Question

How do you solve `-3x^2 - 9x = 0`?

Answer 1

`x = -3` and `x = 0`

Explanation:

There are two ways to do this:

First Way: Factoring

Now this one is quite nice as we can just remove a common factor from both of them... they are both divisible by `-x`:

`-x(3x + 9) = 0`

Now we need to make this equation `0`, therefore `-x` or `3x +9` must equal `0` as any number multiplied by `0 = 0`...

So we know one solution for `x` must therefore be `0` (as `-(0) * x = 0`, `x` being any number)

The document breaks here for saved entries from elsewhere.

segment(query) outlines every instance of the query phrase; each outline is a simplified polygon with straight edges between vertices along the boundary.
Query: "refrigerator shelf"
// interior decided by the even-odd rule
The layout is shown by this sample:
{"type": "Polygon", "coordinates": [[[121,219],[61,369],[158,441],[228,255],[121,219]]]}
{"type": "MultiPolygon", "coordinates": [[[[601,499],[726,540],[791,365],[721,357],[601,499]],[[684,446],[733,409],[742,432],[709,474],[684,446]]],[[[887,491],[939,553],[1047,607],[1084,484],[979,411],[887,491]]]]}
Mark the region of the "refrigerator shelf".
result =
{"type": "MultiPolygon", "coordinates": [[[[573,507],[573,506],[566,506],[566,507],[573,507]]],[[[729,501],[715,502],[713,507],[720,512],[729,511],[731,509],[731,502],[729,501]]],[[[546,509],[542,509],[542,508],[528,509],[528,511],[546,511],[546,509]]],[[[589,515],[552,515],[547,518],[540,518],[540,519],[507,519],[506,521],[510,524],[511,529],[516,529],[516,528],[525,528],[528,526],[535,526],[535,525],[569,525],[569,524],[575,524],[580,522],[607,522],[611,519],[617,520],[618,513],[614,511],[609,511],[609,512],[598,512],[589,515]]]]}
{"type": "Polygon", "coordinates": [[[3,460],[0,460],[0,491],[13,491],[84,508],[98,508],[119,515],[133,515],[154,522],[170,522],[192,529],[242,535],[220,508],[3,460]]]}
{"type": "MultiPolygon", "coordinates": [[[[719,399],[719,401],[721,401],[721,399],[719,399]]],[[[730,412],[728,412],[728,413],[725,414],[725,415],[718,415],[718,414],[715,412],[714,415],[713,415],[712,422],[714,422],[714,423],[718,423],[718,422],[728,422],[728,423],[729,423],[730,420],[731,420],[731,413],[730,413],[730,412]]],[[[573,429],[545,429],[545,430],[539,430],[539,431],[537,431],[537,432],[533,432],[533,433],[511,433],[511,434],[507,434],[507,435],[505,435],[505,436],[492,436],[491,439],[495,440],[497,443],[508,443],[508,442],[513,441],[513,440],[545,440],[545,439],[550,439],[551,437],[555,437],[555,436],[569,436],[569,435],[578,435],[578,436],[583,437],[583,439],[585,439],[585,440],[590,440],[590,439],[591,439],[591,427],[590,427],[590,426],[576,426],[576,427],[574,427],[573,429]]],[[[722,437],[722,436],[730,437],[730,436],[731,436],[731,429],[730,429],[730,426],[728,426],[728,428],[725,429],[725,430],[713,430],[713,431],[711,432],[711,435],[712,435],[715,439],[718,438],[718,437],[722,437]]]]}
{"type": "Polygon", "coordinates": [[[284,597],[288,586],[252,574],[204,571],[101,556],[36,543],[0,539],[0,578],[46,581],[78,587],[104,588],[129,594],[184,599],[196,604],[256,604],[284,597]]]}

we also know that `3x + 9 = 0`, so we can solve this:

`3x + 9 = 0 ->` subtract 9

`3x = -9 ->` divide by 3

`x = -3`

So the two solutions for `x` are `0` and `-3`

Second Way: Quadratic Formula

This way is a bit harder and provides unneccesary difficulty for this question, though shows how the formula can be applied on any quadratic equation:

We know for any equation in the form:

`ax^2 + bx + c = 0`

`x` can be found by the equation:

`x=(-b+- sqrt(b^2 -4ac))/(2a)`

Now in the equation it is less obvious to see as there is no c value but:

`a = -3 ->` as `-3x^2`

`b = -9 ->` as `-9x`

`c = 0 ->` as not specified

Therefore substituting in:

`x=(-(-9)+- sqrt((-9)^2 -4(-3)(0)))/(2(-3))`

`x=(9+- sqrt(81))/(-6)`

`x =(9+-9)/(-6)`

`x=(18)/-6 = -3` and `x=(0)/-6=0`

So the two solutions for `x` are `0` and `-3`

Checking

We can test these solutions by adding them back in:

`-3(0)^2 - 9(0) = 0`

`0 - 0 = 0` ✓

and

`-3(-3)^2 - 9(-3) = 0`

`(-3)(9) + 27 = 0`

`-27 + 27 = 0` ✓

Therefore we know our answers are right.